A Loss Worth Reporting

Companies are learning the gains to be had from helping their employees lose weight.
Kate PlourdJanuary 1, 2008

Feel free to call Mark Ticknor a big loser. He won’t mind.

The 54-year-old CFO of Wesley Willows Corp., a Rockford, Illinois-based adult-care community, dropped 12 pounds after joining a companywide weight-loss program nine months ago. More than half of the company’s 260 employees signed on with the Internet-based Tangerine Wellness program, which sends users daily tips on how to eat healthy and maintain an exercise routine. Employees are also divided into teams that compete for cash bonuses. “Now, instead of taking a 15-minute cigarette break, people are walking for 15 minutes,” Ticknor says.

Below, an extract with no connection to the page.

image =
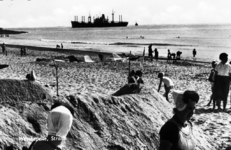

At the start, 25 percent of participants weighed in at a healthy level while 46 percent were considered obese. Nine months later, the latter group comprises just 32 percent. But there’s more than pounds dropping. Ticknor says the firm has saved more than $150,000 in health-care claims since adopting the $12,000-a-year program. It is better than direct health-care cost reductions, he adds, because it is “confidential, easy to manage…and does not pressure employees to seek or avoid medical treatment.”

For his part, Ticknor changed his habits by not eating entire portions and instead leaving food on his plate. “Now I eat healthy foods — not just doughnuts all the time,” he says.